As an embodiment, the reaction conditions for the PCR amplification in the amplification module are: reverse transcription is carried out for 20min at 55 ℃; activating at 95 ℃ for 5min; cycling for 45 times at 95 ℃, 15s,65 ℃, 5s,56 ℃ and 35 s; kept at 25℃for 10s.
In the analysis module, if the internal reference gene is amplified and the Ct value is less than or equal to 35, the MET14 locus is amplified and the Ct value is less than or equal to 39, the detection result is that the splicing mutation of the MET14 gene of the sample is positive; if the internal reference gene is amplified and the Ct value is less than or equal to 35, and the MET14 locus is not amplified or the Ct value is more than 39, the detection result is that the splicing mutation of the MET14 gene of the sample is negative.
In a fifth aspect, the invention provides a method for detecting a non-disease diagnostic purpose of detecting a MET gene 14 exon splice mutation in peripheral blood circulating tumor RNA, comprising:
collecting a plasma sample;
extracting a free RNA sample from the plasma sample;
carrying out PCR amplification on the free RNA sample by adopting the primer probe group or the kit;
performing fluorescence detection on the amplified sample;
analyzing according to the fluorescence detection result;
if the internal reference gene is amplified and the Ct value is less than or equal to 35, the MET14 locus is amplified and the Ct value is less than or equal to 39, the detection result is that the splicing mutation of the MET14 gene of the sample is positive; if the internal reference gene is amplified and the Ct value is less than or equal to 35, and the MET14 locus is not amplified or the Ct value is more than 39, the detection result is that the splicing mutation of the MET14 gene of the sample is negative.
The invention has the beneficial effects that: the primer probe set, the kit and the detection system for detecting the splicing mutation of the MET gene 14 exon are provided by the invention, an upstream primer, a downstream primer and a specific probe are designed aiming at the MET gene 14 exon, the primer can specifically amplify a section of sequence of the MET gene, the probe can be specifically combined with the MET, the primer and the probe of an internal reference gene are designed, RT-qPCR amplification is adopted, reverse transcription and qPCR reaction are completed in one tube, no additional tube opening/pipetting operation is needed, the RT-PCR detection speed is higher, the detection result can be obtained in 2 working days, and the detection sensitivity is better.
Drawings
For the purpose of making the objects, technical solutions and advantages of the present invention more apparent, the present invention will be described in further detail with reference to the accompanying drawings, in which:
FIG. 1 is a graph showing amplification of a positive plasmid standard according to an embodiment of the present invention;
FIG. 2 is a graph showing amplification of a negative plasmid standard according to an embodiment of the present invention;
FIG. 3 is a graph showing positive amplification of MET14 gene in a sample according to an embodiment of the present invention;
FIG. 4 is a graph showing the negative amplification of MET14 gene in a sample according to the embodiment of the present invention.
Detailed Description
The present invention will be described in further detail with reference to specific examples.

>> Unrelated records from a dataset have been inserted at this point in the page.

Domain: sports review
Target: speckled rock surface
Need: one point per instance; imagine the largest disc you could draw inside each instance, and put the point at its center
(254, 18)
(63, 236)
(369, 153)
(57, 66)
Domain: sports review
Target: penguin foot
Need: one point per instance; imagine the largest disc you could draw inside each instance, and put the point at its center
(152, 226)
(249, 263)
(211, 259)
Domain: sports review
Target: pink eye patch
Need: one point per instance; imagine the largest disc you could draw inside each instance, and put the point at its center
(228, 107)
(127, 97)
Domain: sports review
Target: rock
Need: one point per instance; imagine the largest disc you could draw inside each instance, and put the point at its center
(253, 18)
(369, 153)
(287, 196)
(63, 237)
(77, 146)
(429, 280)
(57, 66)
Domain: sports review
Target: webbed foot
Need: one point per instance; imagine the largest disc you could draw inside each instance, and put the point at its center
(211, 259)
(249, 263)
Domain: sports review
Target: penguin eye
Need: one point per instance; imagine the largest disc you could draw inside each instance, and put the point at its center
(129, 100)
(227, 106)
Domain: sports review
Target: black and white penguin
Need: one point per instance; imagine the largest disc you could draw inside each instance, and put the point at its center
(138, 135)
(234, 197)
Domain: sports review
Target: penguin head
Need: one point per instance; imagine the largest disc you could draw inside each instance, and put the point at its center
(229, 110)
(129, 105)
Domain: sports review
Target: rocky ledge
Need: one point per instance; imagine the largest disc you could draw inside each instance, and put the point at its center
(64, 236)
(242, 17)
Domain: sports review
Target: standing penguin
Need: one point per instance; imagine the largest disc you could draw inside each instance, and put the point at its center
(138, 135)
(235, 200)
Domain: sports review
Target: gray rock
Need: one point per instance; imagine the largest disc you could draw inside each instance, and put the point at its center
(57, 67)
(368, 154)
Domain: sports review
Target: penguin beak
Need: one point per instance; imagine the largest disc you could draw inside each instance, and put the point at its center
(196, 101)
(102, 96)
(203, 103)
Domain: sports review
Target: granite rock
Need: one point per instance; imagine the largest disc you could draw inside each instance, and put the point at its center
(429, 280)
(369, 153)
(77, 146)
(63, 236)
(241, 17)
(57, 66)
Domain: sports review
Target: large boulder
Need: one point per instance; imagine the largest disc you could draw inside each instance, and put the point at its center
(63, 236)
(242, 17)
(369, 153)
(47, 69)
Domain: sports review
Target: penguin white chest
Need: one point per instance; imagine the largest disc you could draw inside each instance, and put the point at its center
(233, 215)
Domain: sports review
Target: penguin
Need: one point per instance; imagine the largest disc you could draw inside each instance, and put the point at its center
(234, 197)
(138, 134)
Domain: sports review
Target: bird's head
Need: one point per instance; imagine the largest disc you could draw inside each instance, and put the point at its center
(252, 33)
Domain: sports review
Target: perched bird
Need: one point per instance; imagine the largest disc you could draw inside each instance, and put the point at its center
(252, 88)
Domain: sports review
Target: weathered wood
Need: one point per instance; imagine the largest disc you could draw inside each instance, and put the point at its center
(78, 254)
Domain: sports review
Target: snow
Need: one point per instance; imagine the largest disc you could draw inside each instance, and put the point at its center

It should be noted that these examples are only for illustrating the present invention, and not for limiting the present invention, and simple modifications of the method under the premise of the inventive concept are all within the scope of the claimed invention.
The design idea of the invention is as follows:
the method designs a specific primer and a probe for detecting the MET14 cDNA, and combines a specific internal reference gene, the primer, the probe and PCR conditions thereof to detect the jump mutation of the MET exon 14. The method aims at establishing a rapid and accurate detection method for the MET exon 14 jump mutation in human peripheral blood circulation tumor RNA, and lays a foundation for improving the biological clinical detection level and popularizing and applying.
The technical scheme adopted by the invention is as follows:
the method comprises the steps of designing an upstream primer, a downstream primer and a specific probe aiming at MET gene RNA, wherein the primer can specifically amplify a sequence of the MET gene, and the probe can specifically bind with MET.
The invention designs an internal reference, and designs an upstream primer, a downstream primer and a specific probe aiming at internal reference gene ACTB gene RNA, wherein the primer can specifically amplify a section of sequence of the ACTB gene, and the probe can specifically combine with the ACTB.
The specific primers and probes are shown in Table 1.
Table 1 primer probe and nucleotide sequence table
RT-qPCR
Reverse transcription and qPCR reactions are completed in one tube, without additional open tube/pipetting operations, greatly improving the detection throughput and reducing the risk of contamination. dUTP/UDG anti-theft agent is introduced into the kit
The system is contaminated. Heat-sensitive (UDG) can degrade U-containing pollutants rapidly at room temperature; when reverse transcription is carried out at 55 ℃, the Heat-enzyme UDG is rapidly inactivated, and the efficiency and the sensitivity of RT-qPCR are not affected. The superior performance of reverse transcriptase and Taq DNA Polymerase of hot start is integrated, and the detection sensitivity of the kit can reach 0.1 pg total RNA or 10 copies of RNA template by matching with an optimized buffer system. The method is suitable for a high-specificity detection system of fluorescent marked probes such as TaqMan and the like.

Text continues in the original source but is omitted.